In this full-day and fully virtual workshop, we adopt a collaborative perspective in developing these guidelines further. Drawing on principles of participatory design, we hope to include several stakeholders involved through collaborative brainstorming and the design of research documentation. We envision that the end goal of this workshop entails shared documentation that establishes best practices for research with web and social media data.
This workshop is open to all interested in research with web and social media data. Please check back soon for registration details.
Web and Social Media data is of increasing interest to several scientists since it can be used to study the attitudes, behaviours and characterics of people and society. The large scale of available data,combined with increasingly sophisticated and powerful computational tools for analysing it, have made several research avenues possible. Notwithstanding the many potentials of this burgeoning research paradigm, there are also several pitfalls due to data sampling, platform affordances, conceptual confusion in the definition of constructs to be studied, and more. While not all of these limitations can be mitigated, they can be documented to provide an understanding of the limits of a particular study, make it more transparent, and also spread awareness in the research community. To that end, several guidelines and error reporting frameworks have been developed.
Current Guidelines usually include a set of quality criteria, often linked to steps in the research pipeline, that researchers should note and document as the lack of fulfilment of these criteria can lead to systemic and/or random errors. They often target specific parts of the research pipeline such as Data sheets (Gebru et al. 2018), Data statements (Bender et al. 2018) for documenting datasets and Model cards (Mitchell et al. 2019) for (Machine Learning) Model development and deployment. Other guidelines are inspired by survey methodology error frameworks or quality frameworks such as the Total Twitter Error Framework (TTE, Hsieh and Murphy, 2017), the Total Error Framework for Big Data (TEF, Amaya el al, 2020), and the Total Error Framework for Digital Traces of Online Behavior (TED-On, Sen et al, 2021). While these guidelines are crucial for increasing the transparency of studies working with web and social media data, current approaches for guideline development are top-down and prescriptive. Furthermore, several of them were designed for Machine Learning or Natural Language Processing practitioners, which is an important subset of the web and social media research community but still misses important input and insights from social scientists.

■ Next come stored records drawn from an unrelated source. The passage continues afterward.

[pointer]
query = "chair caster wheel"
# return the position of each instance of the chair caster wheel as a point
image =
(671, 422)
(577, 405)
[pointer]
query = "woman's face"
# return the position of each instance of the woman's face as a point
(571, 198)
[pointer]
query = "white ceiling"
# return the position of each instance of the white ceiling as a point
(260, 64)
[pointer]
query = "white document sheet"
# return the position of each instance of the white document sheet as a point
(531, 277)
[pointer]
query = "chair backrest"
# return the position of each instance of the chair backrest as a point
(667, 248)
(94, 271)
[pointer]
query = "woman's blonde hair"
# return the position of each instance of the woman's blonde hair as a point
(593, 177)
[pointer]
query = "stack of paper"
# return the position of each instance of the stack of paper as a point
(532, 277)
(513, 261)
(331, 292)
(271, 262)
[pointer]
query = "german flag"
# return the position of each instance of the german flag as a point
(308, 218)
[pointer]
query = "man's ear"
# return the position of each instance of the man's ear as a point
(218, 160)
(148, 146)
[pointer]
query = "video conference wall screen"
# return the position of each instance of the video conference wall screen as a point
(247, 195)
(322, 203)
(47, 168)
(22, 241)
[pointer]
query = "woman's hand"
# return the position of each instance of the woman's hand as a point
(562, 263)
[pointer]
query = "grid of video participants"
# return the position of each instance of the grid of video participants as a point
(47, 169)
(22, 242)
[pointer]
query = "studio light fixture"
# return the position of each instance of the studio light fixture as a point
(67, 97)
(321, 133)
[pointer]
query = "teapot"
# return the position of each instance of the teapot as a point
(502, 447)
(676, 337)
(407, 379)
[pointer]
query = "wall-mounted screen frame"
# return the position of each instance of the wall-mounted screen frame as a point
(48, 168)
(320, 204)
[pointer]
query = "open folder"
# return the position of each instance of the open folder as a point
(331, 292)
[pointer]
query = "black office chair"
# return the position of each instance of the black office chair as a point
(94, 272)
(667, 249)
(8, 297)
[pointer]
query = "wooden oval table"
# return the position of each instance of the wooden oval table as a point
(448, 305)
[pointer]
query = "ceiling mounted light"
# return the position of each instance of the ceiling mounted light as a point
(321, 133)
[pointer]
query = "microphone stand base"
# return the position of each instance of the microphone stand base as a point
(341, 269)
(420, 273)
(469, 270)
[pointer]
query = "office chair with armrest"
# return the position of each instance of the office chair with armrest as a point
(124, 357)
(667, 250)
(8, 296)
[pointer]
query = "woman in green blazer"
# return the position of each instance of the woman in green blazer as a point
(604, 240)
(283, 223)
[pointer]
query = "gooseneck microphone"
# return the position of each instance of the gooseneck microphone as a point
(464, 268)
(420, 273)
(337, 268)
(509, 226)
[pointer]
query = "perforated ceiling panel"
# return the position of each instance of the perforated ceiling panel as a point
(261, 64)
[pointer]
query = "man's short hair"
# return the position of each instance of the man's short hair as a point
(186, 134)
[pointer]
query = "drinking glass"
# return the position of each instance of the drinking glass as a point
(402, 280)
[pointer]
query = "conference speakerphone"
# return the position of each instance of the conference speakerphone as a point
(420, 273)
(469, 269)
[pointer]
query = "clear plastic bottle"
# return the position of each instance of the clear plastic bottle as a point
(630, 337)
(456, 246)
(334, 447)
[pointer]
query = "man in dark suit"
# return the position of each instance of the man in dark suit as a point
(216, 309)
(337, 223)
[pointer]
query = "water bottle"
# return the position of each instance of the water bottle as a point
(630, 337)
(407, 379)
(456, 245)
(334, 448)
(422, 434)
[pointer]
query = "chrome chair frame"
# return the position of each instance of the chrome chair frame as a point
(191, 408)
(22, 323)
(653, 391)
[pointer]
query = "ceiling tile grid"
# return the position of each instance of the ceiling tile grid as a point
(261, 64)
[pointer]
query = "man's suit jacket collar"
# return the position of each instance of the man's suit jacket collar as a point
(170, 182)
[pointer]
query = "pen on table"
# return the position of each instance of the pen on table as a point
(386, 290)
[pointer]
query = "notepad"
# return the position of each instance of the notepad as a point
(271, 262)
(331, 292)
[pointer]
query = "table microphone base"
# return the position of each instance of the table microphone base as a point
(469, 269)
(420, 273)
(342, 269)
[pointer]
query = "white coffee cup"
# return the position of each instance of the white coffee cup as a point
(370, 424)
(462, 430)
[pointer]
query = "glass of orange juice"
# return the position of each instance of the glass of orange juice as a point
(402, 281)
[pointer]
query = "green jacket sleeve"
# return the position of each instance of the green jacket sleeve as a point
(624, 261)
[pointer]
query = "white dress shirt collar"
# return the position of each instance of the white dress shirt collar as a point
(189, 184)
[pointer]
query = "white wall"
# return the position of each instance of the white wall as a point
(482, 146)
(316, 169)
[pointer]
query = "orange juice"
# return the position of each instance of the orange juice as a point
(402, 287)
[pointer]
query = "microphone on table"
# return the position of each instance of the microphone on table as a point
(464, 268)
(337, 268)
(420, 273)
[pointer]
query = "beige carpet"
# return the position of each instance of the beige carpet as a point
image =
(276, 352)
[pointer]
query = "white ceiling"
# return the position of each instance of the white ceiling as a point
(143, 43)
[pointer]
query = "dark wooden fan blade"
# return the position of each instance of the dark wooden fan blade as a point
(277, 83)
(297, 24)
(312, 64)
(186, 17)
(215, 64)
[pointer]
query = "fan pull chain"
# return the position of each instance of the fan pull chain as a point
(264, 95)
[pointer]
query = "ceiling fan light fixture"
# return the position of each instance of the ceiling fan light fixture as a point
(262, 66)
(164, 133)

Participatory Design is an approach to design attempting to actively involve all stakeholders in the design process to help ensure the result meets their needs and is usable. Participatory design of guidelines and checklists is widely used in various domains such as the medical sciences and HCI and previous research has shown that checklist use increased when stakeholders were included in checklist design and implementation. In this workshop, we hope to provide an in-depth and detailed overview of existing guidelines and best practices for research with web and social media data, by demonstrating how the guidelines can be applied to CSS case studies. Second, we invite participants to apply the guidelines for specific vignettes or their own research studies in collaborative group activities, develop specification sheets for their study using existing guidelines, and develop an understanding of which perspectives are missing from existing guidelines.
Envisioned as the first of a series of workshops, with this workshop we want to advance a long-term conversation to include different voices in the conversations to shape future guidelines and best practice recommendations in the field of Computational Social Science research.
|Session||Type||Time (tentatively Atlanta Time)|
|Opening and Introductions||Plenary||10:00-10:15|
|Introduction to Existing Guidelines for Research
with Web and Social Media Data
|Brainstorming Research Designs||Breakout Rooms + summary in plenary room||11:10-12:30|
|Interactive Discussion of Case Studies that use Web and
Social Media Data through the Lens of Various Guidelines
|Applying Guidelines for Documenting Limitations
of Research Designs
|Breakout Rooms + summary in plenary room||15:00-16:30|
|Final Group Discussion, Lessons Learned and Closing||Plenary||16:30-17:00|
Indira Sen is a doctoral candidate in Computational Social Science at GESIS, Leibniz Institute for the Social Sciences in Cologne, Germany. She is interested in understanding biases in inferential studies from digital traces, with a focus on natural language processing.
Dr. Fabian Flöck is a post-doctoral researcher at the Computational Social Science department at GESIS and team leader of the ‘Data Science’ team. He is interested in open and transparent data science, natural language processing, human computation, and collaborative production processes.
Dr. Katrin Weller is an information scientist working at the Computational Social Science department at GESIS and team leader of “Social Analytics and Services”. Her research focus is on social media, new types of research data and data preservation, scholarly communication & altmetrics, web users and communication structures.